Под вечер часовой с гауптвахты умолил лейтенанта Цертлинга наведаться в карцер. Вейсблатт уже несколько часов подряд фальцетом выпевает: «Хочу увидеть лейтенанта Цертлинга, хочу увидеть невесту. Аллилуйя, крылья растут, я хочу видеть лейтенанта Цертлинга, эту невесту в сапогах!» При этом Вейсблатт хлопает руками по стенам. Лейтенант Цертлинг велел отпереть бункер. Вейсблатт закрыл глаза руками. Руки были окровавлены, он ободрал их о балки, выстукивая в такт своим песнопениям. И лицо Вейсблатта тоже было все испачкано кровью.
— Спрячьте в ножны свой световой меч, госпожа докторша!
— Вы что, рехнулись?
— Да-да, рехнулся, сообщите это своему мужу, господину капитану, господину доктору: рехнулся. — Вейсблатт хотел обнять Цертлинга. Часовой ему помешал. Вейсблатт говорил как бы через голову часового. — Я хочу сообщить вашему супругу, господину капитану, кое-что важное касательно вашего свадебного путешествия. Аллилуйя, мои крылья растут! — Вейсблатт опять запел. Он пел это для лейтенанта, который уже просто не находил слов и беспомощно взирал на часового, стоящего снаружи у бункера. К офицерскому бараку Цертлинг шел уже не так молодцевато.
Вейсблатт продолжал петь все пронзительнее, голос его охрип. Теперь он требовал капитана медицинской службы, наконец мягкосердечный часовой не выдержал и привел доктора Шерфа. Врач вошел в бункер один, велел запереть за собой дверь и зажег карманный фонарь:
— Ну?
Вейсблатт упал на колени:
— Погасите ваш свет, жених пришел!
— Что?
Да, вот теперь все хорошо. Вейсблатт потребовал, чтобы его выпустили из бункера. Он хочет полететь в штаб полка и там распорядиться, чтобы начали все необходимые приготовления к свадьбе.

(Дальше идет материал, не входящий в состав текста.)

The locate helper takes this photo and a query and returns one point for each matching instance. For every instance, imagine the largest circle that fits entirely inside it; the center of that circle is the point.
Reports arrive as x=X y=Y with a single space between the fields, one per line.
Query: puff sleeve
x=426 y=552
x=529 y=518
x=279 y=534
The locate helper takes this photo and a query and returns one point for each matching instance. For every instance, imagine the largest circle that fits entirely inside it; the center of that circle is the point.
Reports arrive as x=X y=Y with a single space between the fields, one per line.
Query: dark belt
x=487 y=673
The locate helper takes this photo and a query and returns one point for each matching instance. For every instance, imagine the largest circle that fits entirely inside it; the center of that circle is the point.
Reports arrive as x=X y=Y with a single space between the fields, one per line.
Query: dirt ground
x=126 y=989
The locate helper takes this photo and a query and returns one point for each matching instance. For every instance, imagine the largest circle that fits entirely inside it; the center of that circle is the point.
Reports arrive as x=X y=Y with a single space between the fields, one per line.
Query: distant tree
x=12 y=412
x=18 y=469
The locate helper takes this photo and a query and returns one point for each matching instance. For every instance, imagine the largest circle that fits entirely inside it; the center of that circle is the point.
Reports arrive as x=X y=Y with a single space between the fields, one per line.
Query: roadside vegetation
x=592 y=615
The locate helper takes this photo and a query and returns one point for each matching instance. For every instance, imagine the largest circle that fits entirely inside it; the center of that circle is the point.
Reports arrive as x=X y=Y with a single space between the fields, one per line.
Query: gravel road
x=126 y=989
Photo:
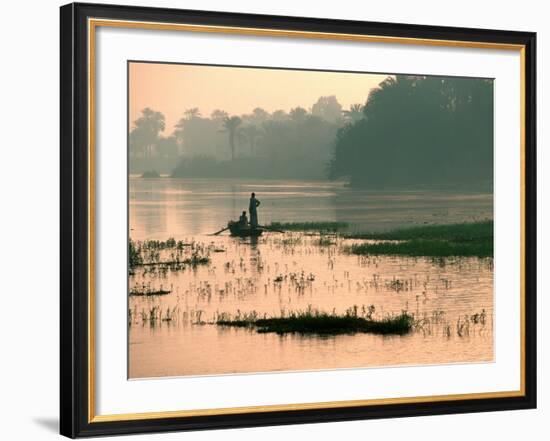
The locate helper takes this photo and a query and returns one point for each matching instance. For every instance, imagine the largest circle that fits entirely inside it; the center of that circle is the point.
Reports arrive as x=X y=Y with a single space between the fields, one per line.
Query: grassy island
x=325 y=324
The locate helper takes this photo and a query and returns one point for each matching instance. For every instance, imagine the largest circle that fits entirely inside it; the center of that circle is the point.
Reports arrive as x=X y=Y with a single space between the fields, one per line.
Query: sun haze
x=173 y=88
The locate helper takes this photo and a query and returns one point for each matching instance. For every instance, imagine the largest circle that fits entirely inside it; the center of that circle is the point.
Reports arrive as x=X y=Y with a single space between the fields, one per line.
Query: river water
x=281 y=273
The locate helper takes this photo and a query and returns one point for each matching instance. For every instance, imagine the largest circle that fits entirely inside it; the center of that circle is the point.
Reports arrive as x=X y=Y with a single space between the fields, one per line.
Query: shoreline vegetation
x=321 y=323
x=309 y=226
x=465 y=239
x=447 y=240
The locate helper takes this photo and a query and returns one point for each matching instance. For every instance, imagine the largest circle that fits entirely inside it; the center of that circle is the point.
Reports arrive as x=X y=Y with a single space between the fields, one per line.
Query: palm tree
x=230 y=125
x=194 y=112
x=354 y=114
x=251 y=133
x=144 y=134
x=298 y=114
x=219 y=114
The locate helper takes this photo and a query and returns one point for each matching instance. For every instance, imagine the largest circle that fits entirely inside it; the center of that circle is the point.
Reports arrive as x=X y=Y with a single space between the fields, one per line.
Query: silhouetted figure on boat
x=243 y=220
x=252 y=209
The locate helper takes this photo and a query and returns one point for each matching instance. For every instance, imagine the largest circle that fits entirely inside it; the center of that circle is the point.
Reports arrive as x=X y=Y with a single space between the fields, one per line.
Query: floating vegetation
x=466 y=239
x=321 y=323
x=309 y=226
x=147 y=291
x=169 y=255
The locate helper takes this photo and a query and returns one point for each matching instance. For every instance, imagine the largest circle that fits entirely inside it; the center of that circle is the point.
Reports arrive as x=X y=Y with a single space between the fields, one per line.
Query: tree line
x=294 y=144
x=419 y=130
x=412 y=130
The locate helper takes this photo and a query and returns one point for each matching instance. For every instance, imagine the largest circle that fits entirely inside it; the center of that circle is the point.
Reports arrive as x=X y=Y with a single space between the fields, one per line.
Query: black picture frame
x=75 y=413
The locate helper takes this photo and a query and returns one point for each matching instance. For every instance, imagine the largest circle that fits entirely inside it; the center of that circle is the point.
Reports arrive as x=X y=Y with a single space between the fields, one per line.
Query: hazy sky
x=173 y=88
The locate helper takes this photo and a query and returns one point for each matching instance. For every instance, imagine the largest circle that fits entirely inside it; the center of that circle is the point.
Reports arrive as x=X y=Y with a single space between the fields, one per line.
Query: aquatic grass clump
x=420 y=247
x=134 y=256
x=313 y=322
x=460 y=233
x=466 y=239
x=309 y=226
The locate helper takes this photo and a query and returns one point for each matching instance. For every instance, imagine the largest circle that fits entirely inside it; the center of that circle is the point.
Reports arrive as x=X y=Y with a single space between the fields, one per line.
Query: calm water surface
x=279 y=273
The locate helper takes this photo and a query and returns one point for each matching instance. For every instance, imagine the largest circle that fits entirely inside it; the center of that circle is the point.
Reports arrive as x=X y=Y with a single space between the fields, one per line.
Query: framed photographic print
x=274 y=220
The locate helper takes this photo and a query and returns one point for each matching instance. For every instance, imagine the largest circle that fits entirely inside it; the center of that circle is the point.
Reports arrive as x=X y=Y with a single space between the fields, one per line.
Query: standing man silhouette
x=252 y=209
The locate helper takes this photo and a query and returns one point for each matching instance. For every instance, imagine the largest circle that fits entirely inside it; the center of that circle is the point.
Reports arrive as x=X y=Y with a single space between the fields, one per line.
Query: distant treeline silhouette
x=296 y=144
x=419 y=130
x=412 y=130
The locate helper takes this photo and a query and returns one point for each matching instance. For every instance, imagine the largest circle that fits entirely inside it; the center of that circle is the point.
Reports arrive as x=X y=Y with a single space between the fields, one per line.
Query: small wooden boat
x=237 y=229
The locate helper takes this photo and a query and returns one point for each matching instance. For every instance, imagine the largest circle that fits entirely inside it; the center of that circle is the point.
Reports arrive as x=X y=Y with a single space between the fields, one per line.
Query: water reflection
x=280 y=273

— О чем вы, господин Вейсблатт?
Разумеется, капитан говорил весьма любезно. Вейсблатт, нимало не смущаясь, постарался объяснить доходчивее. Ему как-то случилось наблюдать господина доктора с его невестой, при свидетелях, во время охоты на тетеревов, и он сразу понял, что это большая любовь, и вот теперь ему надо лететь в штаб полка… Капитан оказался умнее лейтенанта Цертлинга. Он не без благосклонности осмотрел своего пациента Вейсблатта, что-то тихонько прошептал сквозь зубы и даже слегка поклонился — словом, был безукоризненно вежлив. Он сердечно просил Вейсблатта вместе с ним пойти в санчасть, немного отдохнуть, быть может, даже слетать ненадолго в отпуск в Германию, чтобы предстать в штабе полка свежим и убедительным. Он отослал часового и самолично сопроводил Вейсблатта в лазарет.
На следующий день началась война между пивоваром и предпринимателем Беетцем и бывшим врачом больничной кассы Шерфом. Война из-за Вейсблатта. Беетц приказал немедленно возвратить Вейсблатта в карцер.
— Тоже мне маркировщик нашелся, так я и дал себя съесть!
Капитан медицинской службы Шерф объяснял болезнь Вейсблатта тяжелым приступом так называемого «лагерного бешенства», связанного с навязчивыми идеями. Пивовар пригрозил, что он пошлет рапорт в штаб батальона: о действиях, направленных на разложение вооруженных сил! Врач уведомил штаб полка о запланированном самовольном походе пивовара Беетца против русских.